No importaba cuántas veces repitiéramos estos juegos, nunca me cansaba de ellos. A veces, en aquellos calurosos días de verano, nos poníamos trajes de baño si pensábamos que podría haber algún adulto cerca. Pero en general nadábamos sin ropa.

Lo que volvía más emocionantes estas escapadas era que mi madre me había prohibido ir al río.

Al fin y al cabo, yo no sabía nadar.

En invierno, el río era igual de divertido. Mi hermano mayor, Tsalig, me ayudó a construir unos patines para hielo con toda clase de materiales raros: restos de metal rescatados del taller de nuestro abuelo herrero, y trozos de madera sacados de la pila de leña. Éramos creativos para fabricar nuestros patines. Eran primitivos y estaban mal hechos, ¡pero funcionaban! Yo era pequeño y rápido; amaba correr sobre mis patines junto a los chicos más grandes, cruzando el hielo disparejo. Cierta vez David, otro de mis hermanos, patinó sobre hielo demasiado fino y este cedió. Cayó en el agua helada del río. Afortunadamente, era poco profundo allí. Lo ayudé a salir y nos apresuramos a ir a casa para cambiarnos la ropa empapada y descongelarnos junto a la chimenea. Cuando estuvimos secos y recuperamos el calor, volvimos a correr al río para otra aventura.

La vida parecía un viaje interminable y libre de preocupaciones.

Así que ni siquiera el más aterrador de los cuentos de hadas pudo haberme preparado para los monstruos a los que me enfrentaría apenas unos años después, las veces en que me salvaría de morir por poco, o el héroe, disfrazado él mismo de monstruo, que salvaría mi vida. Mis primeros años no me brindaron ninguna advertencia sobre lo que vendría.

El nombre que me dieron al nacer fue Leib Lejzon, aunque ahora todos me conocen como Leon Leyson. Nací en Narewka, un poblado rural en el noreste de Polonia, cerca de Bialystok, no lejos de la frontera con Bielorrusia. Mis ancestros habían vivido allí por generaciones. De hecho, por más de doscientos años.

Mis padres eran gente honesta y trabajadora; nunca aspiraron a nada que no se ganaran ellos mismos. Mi madre, Chanah, era la menor de cinco hermanos, dos mujeres y tres varones. Su hermana mayor se llamaba Shaina, que en idish significa “bella”. Mi tía era verdaderamente hermosa, pero mi madre no, y esto incidía en el modo en que los demás las trataban, incluidos sus propios padres. Ciertamente, mis abuelos amaban a sus dos hijas, pero consideraban a Shaina demasiado bonita para hacer esfuerzos físicos, mientras que no opinaban lo mismo acerca de mi madre. Recuerdo que ella me contaba que la hacían cargar cubetas llenas de agua para los hombres que trabajaban en el campo. Hacía calor y las cubetas eran pesadas, pero igualmente esta tarea resultó ser una fortuna para ella… y para mí. Fue en aquellos campos donde mi madre vio por primera vez a quien sería su esposo.

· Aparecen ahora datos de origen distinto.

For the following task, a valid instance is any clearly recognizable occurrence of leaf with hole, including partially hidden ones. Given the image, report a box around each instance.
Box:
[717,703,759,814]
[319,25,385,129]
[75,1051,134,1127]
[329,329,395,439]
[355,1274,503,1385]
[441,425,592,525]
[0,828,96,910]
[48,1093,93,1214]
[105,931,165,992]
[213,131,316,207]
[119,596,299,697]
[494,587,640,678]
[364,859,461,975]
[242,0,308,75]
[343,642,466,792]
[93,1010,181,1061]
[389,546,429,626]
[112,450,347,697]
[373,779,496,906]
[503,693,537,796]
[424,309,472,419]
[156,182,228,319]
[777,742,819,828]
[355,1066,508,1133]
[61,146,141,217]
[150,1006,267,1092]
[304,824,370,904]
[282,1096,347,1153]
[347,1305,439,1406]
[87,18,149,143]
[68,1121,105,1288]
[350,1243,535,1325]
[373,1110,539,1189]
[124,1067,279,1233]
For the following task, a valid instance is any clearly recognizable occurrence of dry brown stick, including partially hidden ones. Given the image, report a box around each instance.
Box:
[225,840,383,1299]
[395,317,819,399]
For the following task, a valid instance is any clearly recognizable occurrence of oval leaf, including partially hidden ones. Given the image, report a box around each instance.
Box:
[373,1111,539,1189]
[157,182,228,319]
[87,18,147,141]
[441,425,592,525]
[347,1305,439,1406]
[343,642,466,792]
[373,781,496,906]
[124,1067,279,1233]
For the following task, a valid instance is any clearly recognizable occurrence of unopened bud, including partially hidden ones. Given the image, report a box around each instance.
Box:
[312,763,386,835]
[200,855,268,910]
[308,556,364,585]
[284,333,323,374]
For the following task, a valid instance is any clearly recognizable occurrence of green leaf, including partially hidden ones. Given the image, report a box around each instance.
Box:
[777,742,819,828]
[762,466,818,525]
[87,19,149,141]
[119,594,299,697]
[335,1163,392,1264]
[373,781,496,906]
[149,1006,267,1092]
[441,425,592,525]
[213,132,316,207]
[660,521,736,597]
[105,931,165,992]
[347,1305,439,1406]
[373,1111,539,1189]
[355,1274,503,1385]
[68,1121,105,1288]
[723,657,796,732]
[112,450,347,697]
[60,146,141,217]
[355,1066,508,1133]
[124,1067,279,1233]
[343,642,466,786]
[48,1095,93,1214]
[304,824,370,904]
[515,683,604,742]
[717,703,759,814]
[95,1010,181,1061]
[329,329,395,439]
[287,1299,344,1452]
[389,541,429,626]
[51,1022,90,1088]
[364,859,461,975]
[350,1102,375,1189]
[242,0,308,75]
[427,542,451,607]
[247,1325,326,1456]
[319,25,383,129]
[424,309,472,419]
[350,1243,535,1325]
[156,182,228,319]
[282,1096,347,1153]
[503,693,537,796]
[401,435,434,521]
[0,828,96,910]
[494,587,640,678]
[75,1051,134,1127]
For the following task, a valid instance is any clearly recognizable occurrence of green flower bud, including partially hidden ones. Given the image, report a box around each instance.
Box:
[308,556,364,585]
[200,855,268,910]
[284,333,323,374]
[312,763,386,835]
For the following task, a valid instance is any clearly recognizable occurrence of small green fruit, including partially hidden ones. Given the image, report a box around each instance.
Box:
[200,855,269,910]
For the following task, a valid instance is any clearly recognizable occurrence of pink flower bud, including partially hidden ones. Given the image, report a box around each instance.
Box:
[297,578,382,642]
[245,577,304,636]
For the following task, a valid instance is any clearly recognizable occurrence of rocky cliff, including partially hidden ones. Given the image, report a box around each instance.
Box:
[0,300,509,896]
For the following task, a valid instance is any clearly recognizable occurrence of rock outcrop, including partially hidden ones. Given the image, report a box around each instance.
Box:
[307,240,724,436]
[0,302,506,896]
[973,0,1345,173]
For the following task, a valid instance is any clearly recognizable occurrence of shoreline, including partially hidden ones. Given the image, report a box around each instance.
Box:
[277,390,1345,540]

Aunque mi padre empezó a cortejarla enseguida, ambas familias debían acordar primero el matrimonio, o al menos debía parecer que lo hacían. Esa era la costumbre en la Europa oriental de aquel entonces. Afortunadamente, los padres de ambos estaban complacidos con el romance entre sus hijos. Pronto la pareja se casó; mi madre tenía dieciséis años y mi padre, Moshe, dieciocho.

Para ella, la vida de casada era muy similar al modo en que había vivido con sus padres. Sus días transcurrían haciendo las tareas del hogar, cocinando y ocupándose de su familia, salvo que en vez de sus padres y hermanos, ahora cuidaba a su esposo y, muy pronto, a sus hijos.

Al ser el menor de cinco hermanos, rara vez tenía a mi madre para mí solo, así que uno de mis momentos favoritos del día era cuando mis hermanos y mi hermana estaban en la escuela y nuestras vecinas venían de visita. Se sentaban alrededor de la chimenea, a tejer o confeccionar almohadas de plumas de ganso. Yo observaba a estas mujeres mientras juntaban las plumas y rellenaban las almohadas simplemente metiéndolas dentro de las fundas de tela y sacudiéndolas luego para que se distribuyeran en forma pareja. Inevitablemente, algunas plumas se salían y flotaban en el aire como copos de nieve. Mi tarea consistía en rescatarlas. Yo intentaba atraparlas, pero se alejaban flotando. De vez en cuando tenía suerte y capturaba un puñado; entonces, las mujeres recompensaban mi esfuerzo con risas y aplausos. Desplumar gansos era un trabajo duro, así que cada pequeña pluma era valiosa.

Siempre anhelaba escuchar a mi madre intercambiar historias y a veces un poquito de chismorreo con sus amigas. Así, podía verla de un modo diferente, más pacífica y relajada.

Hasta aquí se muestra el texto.